Er führt dies aber nicht auf mehr Notfälle zurück: »Die Sensibilität für das Thema ist gestiegen, und Lehrer wissen, dass es die Notfallseelsorger und die Kriseninterventionsteams gibt.«
Radix äußerte sich in Erfurt vor Beginn des mehrtägigen Bundeskongresses der Notfallseelsorge und Krisenintervention. Dabei tauschen sich rund 350 in psychosozialen Bereichen speziell ausgebildete Helfer über den Umgang mit Krisen an Schulen aus. Auch die Leiterin des Erfurter Gutenberg-Gymnasiums soll bei dem Kongress einen Vortrag halten; 2002 hatte ein ehemaliger Schüler an dem Gymnasium 16 Menschen und sich selbst erschossen.
Notfallseelsorger - häufig Pfarrer der großen christlichen Kirchen - und ihre nicht geistlichen Kollegen kommen aber nicht nur nach Amokläufen zum Einsatz, sondern auch, wenn zum Beispiel ein Schulbus verunglückt oder ein Mitschüler stirbt. Sie kümmern sich dann um Schüler, Lehrer und Eltern.
Notfallpädagogik-Spezialist Harald Karutz betonte am Mittwoch, dass mit Kindern und Jugendlichen in Krisensituationen anders umzugehen sei als mit Erwachsenen. Große Bedeutung komme dabei der Schule zu - unabhängig davon, ob sich das schlimme Geschehen in der Schule oder außerhalb ereignet habe.
Karutz zufolge haben inzwischen viele Schulen eigene Krisenteams. Allerdings seien das meist Lehrer, die auch selbst betroffen sein könnten, weshalb auch Notfallseelsorger von außerhalb gebraucht würden. Die Helfer suchten gemeinsam mit den Schulen nach Antworten auf Fragen wie: Welche Kinder haben welchen Bedarf?
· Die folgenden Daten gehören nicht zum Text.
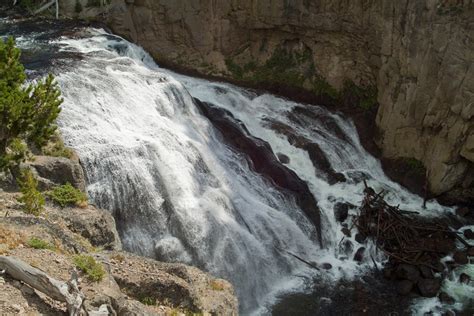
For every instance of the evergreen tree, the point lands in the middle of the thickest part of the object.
(27, 112)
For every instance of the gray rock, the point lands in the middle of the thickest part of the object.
(284, 159)
(53, 171)
(97, 225)
(469, 234)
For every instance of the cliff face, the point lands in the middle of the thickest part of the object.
(416, 55)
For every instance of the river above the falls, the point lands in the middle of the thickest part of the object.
(239, 183)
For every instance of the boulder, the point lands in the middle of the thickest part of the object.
(429, 287)
(53, 171)
(181, 286)
(96, 225)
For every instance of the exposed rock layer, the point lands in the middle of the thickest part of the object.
(418, 54)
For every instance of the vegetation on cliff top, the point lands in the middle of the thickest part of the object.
(28, 111)
(32, 199)
(297, 70)
(67, 195)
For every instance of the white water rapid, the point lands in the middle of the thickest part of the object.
(180, 194)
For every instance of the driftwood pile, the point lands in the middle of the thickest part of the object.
(414, 245)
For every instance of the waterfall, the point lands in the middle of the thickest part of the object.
(181, 193)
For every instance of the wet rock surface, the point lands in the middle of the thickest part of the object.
(263, 160)
(371, 296)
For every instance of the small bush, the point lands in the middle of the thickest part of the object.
(32, 199)
(93, 269)
(37, 243)
(147, 300)
(78, 7)
(67, 195)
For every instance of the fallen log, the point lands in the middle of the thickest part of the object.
(67, 292)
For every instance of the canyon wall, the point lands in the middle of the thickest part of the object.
(415, 56)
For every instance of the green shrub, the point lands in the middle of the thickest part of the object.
(147, 300)
(93, 269)
(37, 243)
(67, 195)
(28, 111)
(32, 199)
(365, 96)
(56, 148)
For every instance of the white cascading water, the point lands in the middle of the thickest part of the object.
(180, 194)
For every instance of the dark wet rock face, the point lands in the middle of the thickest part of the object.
(284, 159)
(263, 160)
(341, 211)
(404, 287)
(371, 296)
(316, 154)
(462, 211)
(360, 238)
(429, 287)
(469, 234)
(445, 298)
(359, 255)
(460, 257)
(464, 278)
(407, 272)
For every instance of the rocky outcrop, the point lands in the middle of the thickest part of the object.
(132, 285)
(418, 55)
(52, 171)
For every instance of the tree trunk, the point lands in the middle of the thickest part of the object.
(67, 292)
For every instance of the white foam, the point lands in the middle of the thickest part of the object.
(179, 193)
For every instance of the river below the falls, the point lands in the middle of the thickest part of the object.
(240, 183)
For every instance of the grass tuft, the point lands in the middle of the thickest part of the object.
(93, 269)
(67, 195)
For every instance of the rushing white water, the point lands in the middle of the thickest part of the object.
(180, 194)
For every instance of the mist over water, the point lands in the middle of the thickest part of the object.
(180, 194)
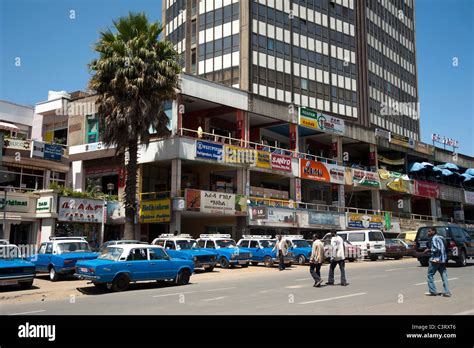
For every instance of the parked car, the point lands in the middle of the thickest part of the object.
(228, 254)
(261, 248)
(459, 243)
(119, 265)
(409, 246)
(408, 235)
(13, 269)
(118, 242)
(394, 249)
(370, 242)
(299, 247)
(59, 255)
(351, 252)
(185, 247)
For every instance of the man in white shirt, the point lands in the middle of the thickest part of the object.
(337, 258)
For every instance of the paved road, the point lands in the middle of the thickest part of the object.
(382, 287)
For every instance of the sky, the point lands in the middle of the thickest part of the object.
(47, 44)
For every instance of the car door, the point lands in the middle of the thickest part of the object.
(138, 264)
(160, 266)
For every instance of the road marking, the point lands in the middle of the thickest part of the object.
(334, 298)
(192, 292)
(471, 311)
(436, 281)
(42, 310)
(214, 299)
(396, 269)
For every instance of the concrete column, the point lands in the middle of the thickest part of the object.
(375, 195)
(175, 223)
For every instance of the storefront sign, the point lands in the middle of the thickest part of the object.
(402, 140)
(239, 155)
(280, 162)
(158, 210)
(319, 171)
(425, 189)
(17, 144)
(263, 160)
(115, 213)
(365, 178)
(80, 210)
(209, 151)
(318, 121)
(469, 197)
(394, 181)
(43, 205)
(364, 221)
(258, 213)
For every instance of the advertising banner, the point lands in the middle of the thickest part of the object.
(393, 181)
(425, 189)
(80, 210)
(365, 221)
(209, 151)
(319, 171)
(318, 121)
(280, 162)
(152, 211)
(365, 178)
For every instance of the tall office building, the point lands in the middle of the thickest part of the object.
(349, 58)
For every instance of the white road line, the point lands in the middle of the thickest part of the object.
(334, 298)
(471, 311)
(42, 310)
(214, 299)
(436, 281)
(192, 292)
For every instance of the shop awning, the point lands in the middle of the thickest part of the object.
(9, 127)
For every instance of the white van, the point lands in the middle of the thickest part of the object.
(370, 242)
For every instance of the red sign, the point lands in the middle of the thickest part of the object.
(281, 162)
(426, 189)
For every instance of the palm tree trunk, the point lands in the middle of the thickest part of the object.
(131, 190)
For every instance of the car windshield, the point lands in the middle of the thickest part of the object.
(185, 244)
(267, 243)
(226, 243)
(73, 247)
(9, 252)
(301, 243)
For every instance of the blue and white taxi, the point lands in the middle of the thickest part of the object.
(119, 265)
(13, 269)
(261, 248)
(59, 255)
(186, 247)
(228, 254)
(299, 247)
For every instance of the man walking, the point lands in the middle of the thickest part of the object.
(281, 248)
(437, 262)
(316, 260)
(337, 258)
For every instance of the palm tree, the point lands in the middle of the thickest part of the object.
(133, 77)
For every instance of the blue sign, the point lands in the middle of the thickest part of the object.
(53, 152)
(209, 151)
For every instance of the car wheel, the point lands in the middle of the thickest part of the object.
(268, 261)
(53, 275)
(423, 262)
(224, 262)
(301, 260)
(461, 261)
(26, 285)
(120, 283)
(183, 277)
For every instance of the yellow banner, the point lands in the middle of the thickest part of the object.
(155, 211)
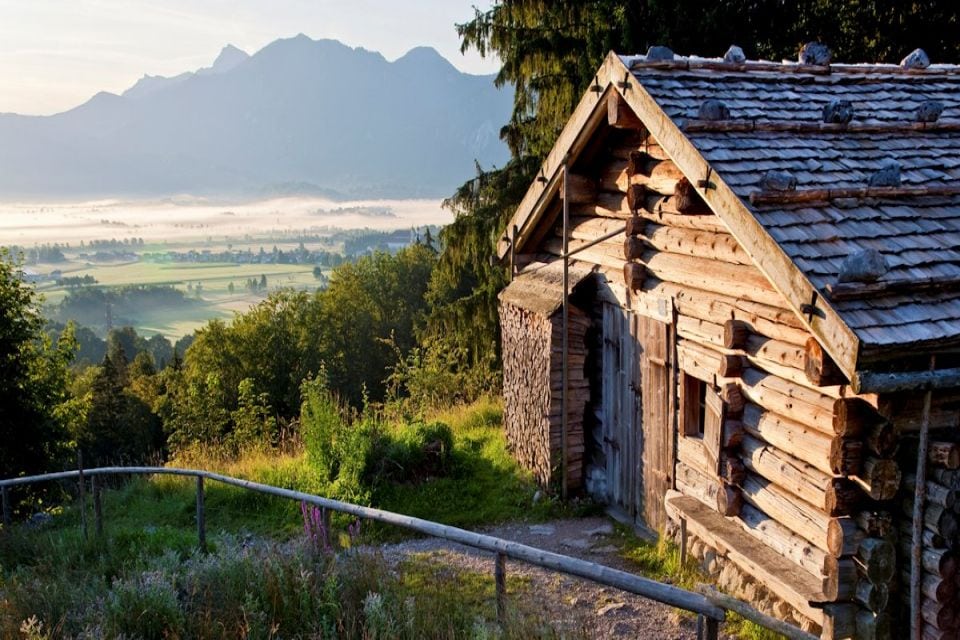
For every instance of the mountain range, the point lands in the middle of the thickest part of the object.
(298, 116)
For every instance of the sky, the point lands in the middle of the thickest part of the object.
(56, 54)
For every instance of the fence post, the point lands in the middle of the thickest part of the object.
(500, 578)
(707, 628)
(83, 494)
(201, 517)
(97, 505)
(7, 509)
(683, 542)
(325, 522)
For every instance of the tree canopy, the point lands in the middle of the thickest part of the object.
(34, 412)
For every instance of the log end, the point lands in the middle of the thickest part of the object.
(730, 366)
(634, 274)
(685, 197)
(729, 500)
(635, 226)
(819, 367)
(735, 334)
(633, 247)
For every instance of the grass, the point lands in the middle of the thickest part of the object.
(486, 486)
(661, 561)
(216, 299)
(55, 584)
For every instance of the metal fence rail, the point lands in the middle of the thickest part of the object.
(709, 614)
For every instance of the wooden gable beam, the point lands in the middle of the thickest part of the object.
(839, 341)
(590, 113)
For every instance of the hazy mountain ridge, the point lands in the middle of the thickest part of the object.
(297, 115)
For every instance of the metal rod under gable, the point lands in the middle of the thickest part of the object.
(564, 339)
(916, 526)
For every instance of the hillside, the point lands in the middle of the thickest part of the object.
(299, 116)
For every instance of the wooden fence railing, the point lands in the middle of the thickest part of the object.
(709, 606)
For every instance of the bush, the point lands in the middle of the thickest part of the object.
(321, 427)
(144, 606)
(414, 452)
(358, 454)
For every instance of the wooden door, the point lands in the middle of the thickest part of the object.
(620, 411)
(657, 390)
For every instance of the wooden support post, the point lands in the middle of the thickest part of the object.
(7, 508)
(97, 505)
(83, 494)
(707, 628)
(201, 517)
(500, 578)
(919, 493)
(565, 326)
(513, 251)
(683, 542)
(325, 521)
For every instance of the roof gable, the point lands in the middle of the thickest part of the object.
(800, 239)
(615, 75)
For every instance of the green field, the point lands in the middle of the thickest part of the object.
(213, 279)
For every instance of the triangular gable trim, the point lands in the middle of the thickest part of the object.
(803, 298)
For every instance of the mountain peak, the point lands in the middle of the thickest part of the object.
(229, 57)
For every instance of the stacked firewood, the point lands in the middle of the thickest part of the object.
(939, 557)
(532, 384)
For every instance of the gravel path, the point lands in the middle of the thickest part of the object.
(573, 603)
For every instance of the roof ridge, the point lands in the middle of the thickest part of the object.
(694, 62)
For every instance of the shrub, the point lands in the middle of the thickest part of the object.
(144, 606)
(414, 452)
(357, 456)
(321, 427)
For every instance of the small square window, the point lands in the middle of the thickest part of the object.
(694, 402)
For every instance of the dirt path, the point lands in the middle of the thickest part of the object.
(573, 603)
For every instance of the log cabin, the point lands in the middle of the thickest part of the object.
(734, 317)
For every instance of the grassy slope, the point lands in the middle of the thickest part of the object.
(148, 518)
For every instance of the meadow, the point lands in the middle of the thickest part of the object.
(198, 226)
(261, 578)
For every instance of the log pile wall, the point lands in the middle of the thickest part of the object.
(532, 382)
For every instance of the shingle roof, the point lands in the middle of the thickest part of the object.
(774, 114)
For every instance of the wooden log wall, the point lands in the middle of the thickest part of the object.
(806, 463)
(940, 537)
(532, 382)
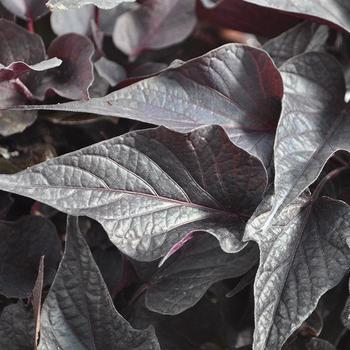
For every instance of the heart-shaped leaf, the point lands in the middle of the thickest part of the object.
(336, 11)
(235, 86)
(150, 188)
(154, 24)
(314, 123)
(189, 273)
(303, 254)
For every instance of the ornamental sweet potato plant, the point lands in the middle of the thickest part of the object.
(174, 174)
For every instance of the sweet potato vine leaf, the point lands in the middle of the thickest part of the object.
(303, 254)
(22, 244)
(314, 123)
(71, 4)
(26, 9)
(17, 327)
(188, 274)
(150, 188)
(78, 312)
(305, 37)
(75, 75)
(235, 86)
(21, 51)
(335, 11)
(154, 24)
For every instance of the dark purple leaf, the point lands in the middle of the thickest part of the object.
(16, 69)
(314, 123)
(150, 188)
(272, 17)
(72, 4)
(21, 51)
(73, 21)
(319, 344)
(17, 327)
(12, 122)
(110, 71)
(78, 312)
(303, 254)
(305, 37)
(75, 75)
(336, 12)
(190, 330)
(23, 243)
(188, 274)
(247, 17)
(235, 86)
(26, 9)
(155, 24)
(20, 45)
(110, 263)
(211, 3)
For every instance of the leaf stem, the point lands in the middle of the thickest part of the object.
(30, 26)
(97, 16)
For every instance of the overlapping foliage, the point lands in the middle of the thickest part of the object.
(175, 174)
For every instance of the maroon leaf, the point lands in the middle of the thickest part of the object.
(16, 69)
(26, 9)
(19, 45)
(73, 21)
(154, 24)
(246, 17)
(75, 75)
(265, 17)
(12, 122)
(72, 4)
(235, 86)
(336, 12)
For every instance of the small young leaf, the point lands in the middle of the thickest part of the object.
(189, 273)
(335, 11)
(73, 21)
(302, 255)
(78, 312)
(75, 75)
(17, 327)
(16, 69)
(150, 188)
(26, 9)
(154, 24)
(72, 4)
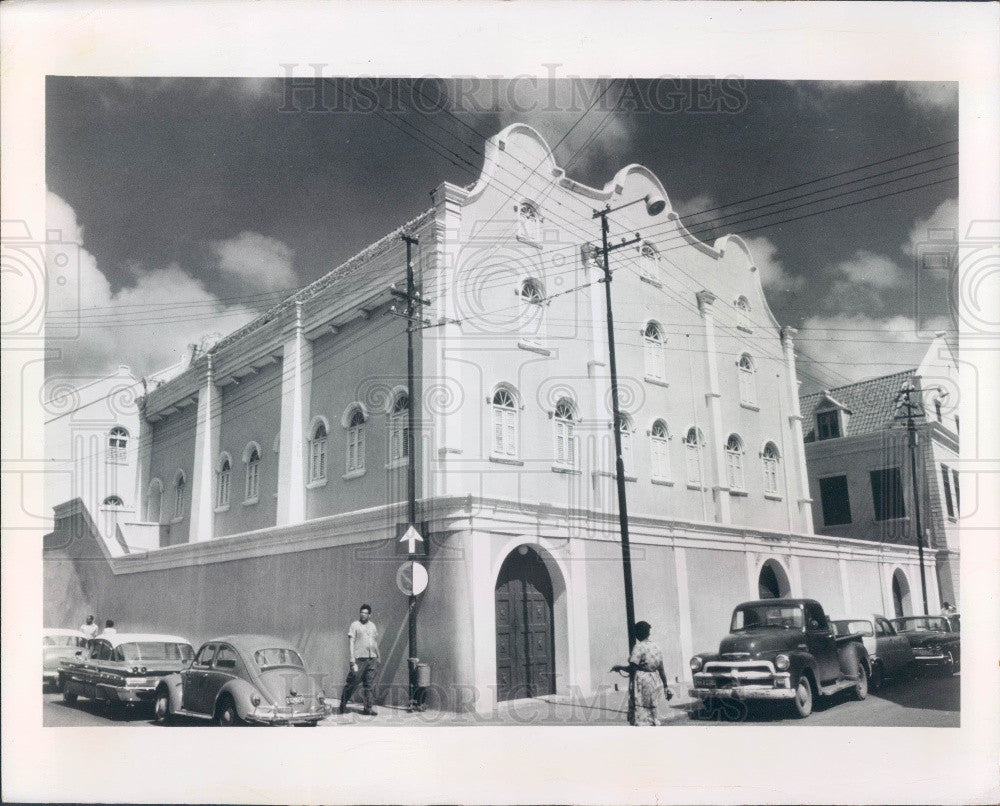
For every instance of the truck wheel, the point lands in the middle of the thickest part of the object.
(860, 690)
(802, 704)
(161, 708)
(877, 679)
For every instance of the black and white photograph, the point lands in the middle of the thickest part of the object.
(481, 407)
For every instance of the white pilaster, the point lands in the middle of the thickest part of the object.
(684, 630)
(142, 467)
(296, 391)
(795, 420)
(206, 452)
(715, 437)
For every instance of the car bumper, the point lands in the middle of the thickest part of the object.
(743, 693)
(285, 718)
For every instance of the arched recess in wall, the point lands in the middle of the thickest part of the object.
(772, 581)
(531, 623)
(901, 601)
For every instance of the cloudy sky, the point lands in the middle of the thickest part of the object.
(196, 203)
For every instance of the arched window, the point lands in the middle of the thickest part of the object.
(565, 436)
(652, 341)
(399, 428)
(180, 494)
(748, 380)
(356, 441)
(529, 222)
(770, 457)
(154, 499)
(742, 306)
(222, 482)
(659, 455)
(317, 452)
(734, 463)
(626, 430)
(504, 424)
(649, 261)
(694, 441)
(251, 482)
(117, 443)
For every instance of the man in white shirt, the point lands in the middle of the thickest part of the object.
(89, 628)
(362, 645)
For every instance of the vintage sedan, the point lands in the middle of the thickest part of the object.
(240, 679)
(123, 669)
(889, 652)
(59, 645)
(936, 644)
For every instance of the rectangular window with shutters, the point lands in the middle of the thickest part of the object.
(887, 494)
(835, 500)
(948, 502)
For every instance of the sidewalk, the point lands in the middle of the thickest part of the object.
(604, 707)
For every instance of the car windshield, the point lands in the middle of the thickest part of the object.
(856, 627)
(920, 624)
(266, 658)
(753, 617)
(64, 640)
(154, 650)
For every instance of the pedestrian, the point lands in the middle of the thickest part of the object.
(362, 648)
(89, 628)
(650, 678)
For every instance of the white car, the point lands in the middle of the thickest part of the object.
(890, 652)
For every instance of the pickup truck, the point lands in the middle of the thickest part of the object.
(783, 651)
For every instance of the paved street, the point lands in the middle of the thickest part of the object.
(924, 702)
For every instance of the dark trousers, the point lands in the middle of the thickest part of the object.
(365, 677)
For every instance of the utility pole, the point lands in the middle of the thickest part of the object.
(413, 322)
(654, 205)
(904, 400)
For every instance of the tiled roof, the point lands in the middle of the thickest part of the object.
(872, 404)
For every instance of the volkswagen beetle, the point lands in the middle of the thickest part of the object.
(241, 679)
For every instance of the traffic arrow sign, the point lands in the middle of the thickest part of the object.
(409, 540)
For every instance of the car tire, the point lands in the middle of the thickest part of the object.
(803, 701)
(161, 708)
(860, 690)
(226, 715)
(877, 679)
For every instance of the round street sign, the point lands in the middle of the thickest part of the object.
(411, 578)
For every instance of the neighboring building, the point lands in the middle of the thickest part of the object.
(91, 439)
(274, 469)
(857, 451)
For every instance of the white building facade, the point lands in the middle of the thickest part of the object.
(273, 471)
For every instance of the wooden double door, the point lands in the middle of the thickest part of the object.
(525, 649)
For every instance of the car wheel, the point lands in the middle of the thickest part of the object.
(860, 690)
(877, 679)
(802, 704)
(227, 716)
(161, 708)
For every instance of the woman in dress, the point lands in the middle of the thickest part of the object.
(646, 662)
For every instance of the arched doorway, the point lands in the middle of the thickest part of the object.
(772, 583)
(524, 627)
(901, 594)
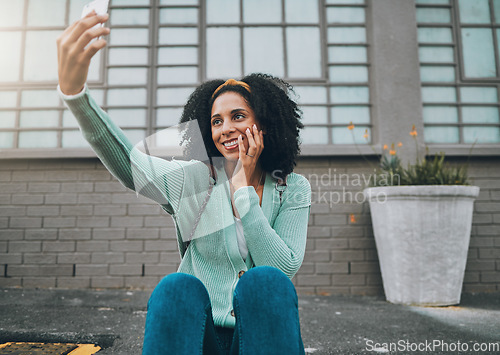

Soll es eine Gedenkveranstaltung geben? Was ist mit dem leer gebliebenen Platz im Klassenzimmer?
Das deutschlandweite Netz der Notfallseelsorger und der Kriseninterventionsteams umfasst nach Angaben von Radix aktuell etwa 7500 Aktive. Sie helfen jährlich bei 25.000 akuten Notfällen Opfern, Hinterbliebenen und anderen Betroffenen. Sie sind beispielsweise dabei, wenn Todesnachrichten überbracht werden oder wenn kurz nach Unfällen oder Anschlägen psychologische Hilfe gebraucht wird. (dpa)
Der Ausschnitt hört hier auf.